Half of the participants in the “Health and women” survey, directed by the professor of Preventive Medicine and Public Health at the University of Alicante, María Teresa Ruiz Cantero, affirm that they usually wait until they have serious symptoms to go to the doctor, despite the negative consequences that this can have for your health.

For 68% of the respondents, the perception of their own health status in the last year is good or very good and only bad or very bad for 6%. This data is independent of having or not having a disease, since 57% of the women surveyed claim not to have a health problem; 35% say they have a diagnosis for their health problem and the remaining 8% say they are waiting for a definitive diagnosis.

Regarding the habits of using health centers, Ruiz Cantero explained that 76% of all the women surveyed affirm that they go alone to receive health care, a figure that is even higher among women between 36 and 50 years old, a range in which reaches 82% and among those from 51 to 65 it rises to 83%. Even 69% of women aged 66 to 75 still seek medical care alone.

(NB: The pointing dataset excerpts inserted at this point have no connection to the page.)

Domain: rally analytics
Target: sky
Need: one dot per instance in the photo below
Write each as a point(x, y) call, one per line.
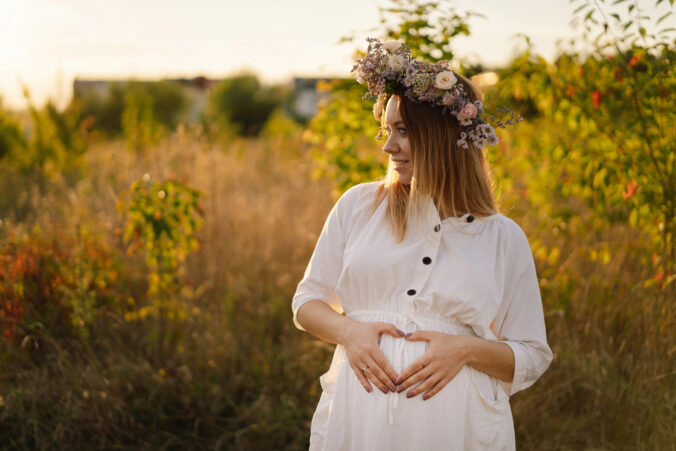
point(46, 44)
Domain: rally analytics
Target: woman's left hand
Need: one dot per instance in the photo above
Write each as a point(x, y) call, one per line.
point(441, 362)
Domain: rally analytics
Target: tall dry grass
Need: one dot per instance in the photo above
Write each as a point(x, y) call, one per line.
point(245, 378)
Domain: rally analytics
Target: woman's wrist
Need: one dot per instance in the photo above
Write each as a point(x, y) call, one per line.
point(469, 350)
point(343, 329)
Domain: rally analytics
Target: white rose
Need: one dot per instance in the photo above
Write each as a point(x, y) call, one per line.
point(445, 80)
point(395, 61)
point(392, 45)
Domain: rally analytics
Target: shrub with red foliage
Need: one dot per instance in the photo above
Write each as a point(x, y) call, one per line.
point(54, 282)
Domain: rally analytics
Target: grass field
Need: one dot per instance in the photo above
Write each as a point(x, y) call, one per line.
point(240, 375)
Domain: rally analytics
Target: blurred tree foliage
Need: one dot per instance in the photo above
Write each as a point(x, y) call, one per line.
point(140, 126)
point(165, 100)
point(600, 125)
point(50, 147)
point(603, 126)
point(244, 103)
point(346, 119)
point(162, 218)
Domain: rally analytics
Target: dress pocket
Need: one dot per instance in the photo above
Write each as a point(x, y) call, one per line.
point(328, 380)
point(489, 414)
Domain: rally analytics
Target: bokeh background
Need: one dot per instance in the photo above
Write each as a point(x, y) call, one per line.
point(166, 168)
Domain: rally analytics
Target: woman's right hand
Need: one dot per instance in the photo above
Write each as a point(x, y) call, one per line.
point(362, 347)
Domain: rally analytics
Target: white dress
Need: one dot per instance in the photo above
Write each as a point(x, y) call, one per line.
point(455, 276)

The frequency with which they go to the doctor is once a year for 58% of women and 33% go when they need it. In addition, almost half of the women surveyed undergo medical check-ups and examinations, that is, they take secondary prevention measures.

Regarding the type of health center they go to, more than 80% of the women surveyed go to a primary care center for a health problem. Of all the participants in the survey, 32% say they have private insurance, however, 66% of this group of women say they go, exclusively or in combination, to the public sphere.

The survey indicates that “the main areas in which the women surveyed say they have a disease or health problem are allergies, mental health, diabetes, high blood pressure, obesity and hypercholesterolemia, neurological diseases and those related to the female reproductive system”. Eating disorders and gastrointestinal diseases are also mentioned.

In relation to these diseases, the researcher from the University of Alicante has highlighted that the time it took to seek assistance for the first symptoms was more than a year in between 20 and 30% of the cases.

The professor has offered data related to the diseases that have the greatest impact on women’s quality of life, according to the survey responses. Thus, depression is the health problem with the greatest impact on the quality of life of those surveyed, with an 8.2 out of 10. It is followed by the impact of migraine, with a 7.5 out of 10; allergies, with a 6.46 out of 10; and the set of diseases of diabetes, hypertension, obesity and hypercholesterolemia, whose impact on quality of life, according to what they reported, is 5.93 out of 10.

And as for the women who in the survey reported having health problems related to menopause, their quality of life is affected by 7.47 out of 10. 52% of the total claim to have menstruation and report symptoms such as fatigue, mood swings, heavy bleeding and painful periods. 36% usually take pain medication, although only 17% go to the doctor due to menstrual pain.

Finally, the UA professor recalled that both the Gendered Innovations project at Stanford University and the First Women’s Health Strategy of the United Kingdom identify gender challenges in health care for women in order to contribute to your best health.

In this sense, the women surveyed also assessed some questions that scientific literature usually asks about, and that can explain women’s behaviors when faced with diseases, the doctor-patient relationship and the assessment of satisfaction with it.

Thus, 67.7% of those surveyed think that women and men react differently to the same symptoms or illness. 49.7% of the women surveyed stated that they usually wait until they have serious symptoms to go to the doctor. 56.9% of the women surveyed think that, when faced with the same disease/health problem, they are not listened to and the same effort is not made for diagnosis and treatment as men.

According to the professor, “the perspective of the social determinants of health considered in this Women’s Health Survey provides new knowledge about the sociocultural, family, economic and gender dimensions; as well as the dimension related to how the health structure understands and addresses the needs of women. This information can be useful for approaching strategies with a focus on the comprehensive health of women and, therefore, the health of the society to which they contribute so much.”